Cómo nos ingeniábamos para atrapar a los animales del bosque.
Señuelos, silbatos, trampas, rejas, canastos tejidos en las caídas de agua para atrapar los peces.
Éramos chicos felices en medio de una naturaleza fértil y con riquezas naturales por todo el bosque.
Una de mis habilidades favoritas, era la de colocar trampas en el bosque.
Con cuidado investigaba los caminos de los conejos, las liebres, los coipos o los zorros y, una vez convencido de su hábitat, montaba y disimulaba las trampas en el camino.
Luego, al otro día, tomaba mi bicicleta, y me internaba por los senderitos del bosque a revisar mi trabajo.
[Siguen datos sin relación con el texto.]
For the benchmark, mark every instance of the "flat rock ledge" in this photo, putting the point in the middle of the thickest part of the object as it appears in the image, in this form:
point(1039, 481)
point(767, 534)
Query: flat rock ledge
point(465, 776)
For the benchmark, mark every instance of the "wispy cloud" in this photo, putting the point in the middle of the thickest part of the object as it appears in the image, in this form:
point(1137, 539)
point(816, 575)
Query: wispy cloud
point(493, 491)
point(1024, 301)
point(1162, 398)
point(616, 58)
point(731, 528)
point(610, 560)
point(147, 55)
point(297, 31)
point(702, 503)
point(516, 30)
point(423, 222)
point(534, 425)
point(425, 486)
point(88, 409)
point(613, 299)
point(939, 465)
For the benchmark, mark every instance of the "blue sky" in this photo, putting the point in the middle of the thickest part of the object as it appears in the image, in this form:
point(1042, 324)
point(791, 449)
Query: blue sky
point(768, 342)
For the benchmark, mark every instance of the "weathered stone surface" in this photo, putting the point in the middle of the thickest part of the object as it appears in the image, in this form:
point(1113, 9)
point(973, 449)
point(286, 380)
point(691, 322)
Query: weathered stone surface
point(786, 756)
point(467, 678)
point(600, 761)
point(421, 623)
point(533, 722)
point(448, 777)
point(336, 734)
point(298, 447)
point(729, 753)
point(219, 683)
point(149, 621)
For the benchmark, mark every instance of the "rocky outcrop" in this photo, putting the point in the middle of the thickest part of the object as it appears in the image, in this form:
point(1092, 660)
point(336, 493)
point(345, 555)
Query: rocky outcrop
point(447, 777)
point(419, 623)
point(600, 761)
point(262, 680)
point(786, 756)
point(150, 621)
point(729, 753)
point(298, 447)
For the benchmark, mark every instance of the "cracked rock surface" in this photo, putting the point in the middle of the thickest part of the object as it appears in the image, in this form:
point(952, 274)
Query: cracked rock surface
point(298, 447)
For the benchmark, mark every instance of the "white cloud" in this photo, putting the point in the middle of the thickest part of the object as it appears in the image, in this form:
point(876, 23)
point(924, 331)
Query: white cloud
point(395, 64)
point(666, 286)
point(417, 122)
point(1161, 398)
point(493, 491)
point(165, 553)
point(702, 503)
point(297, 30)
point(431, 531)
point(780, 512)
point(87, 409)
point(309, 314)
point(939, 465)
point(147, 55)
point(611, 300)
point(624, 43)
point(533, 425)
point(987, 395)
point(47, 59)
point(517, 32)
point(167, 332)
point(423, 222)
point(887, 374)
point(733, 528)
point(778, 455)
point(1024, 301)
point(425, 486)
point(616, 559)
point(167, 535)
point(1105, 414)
Un día, ¡qué fastidio! La cadena de mi bicicleta se cayó de sus engranajes; la coloqué y luego volvió a caer. Entonces molesto, volví a montarla en la punta del engranaje y dí una vuelta con fuerza al pedal para que se instalara completamente, pero, sea por mi apuro, por mi ira, o porque Dios quería darme una lección, mis dedos no alcanzaron a salir y ahí quedé con los dientes del engranaje enterrados en mis falanges. Mi bici era de freno al pedal, no podía volverla atrás, estaba solo, y mi única esperanza era dar una vuelta completa para liberar mis dedos en la otra punta. Así lo hice. Los pedazos de carne, quedaron entre los engranajes y la cadena.
Mis huesos quedaron a la vista y, entonces pensé en los animalitos que yo cazaba con tanta alegría. Nunca más coloqué una trampa. Yo experimenté en carne propia el dolor, supe lo que ellos sufrían y tuve compasión de ellos.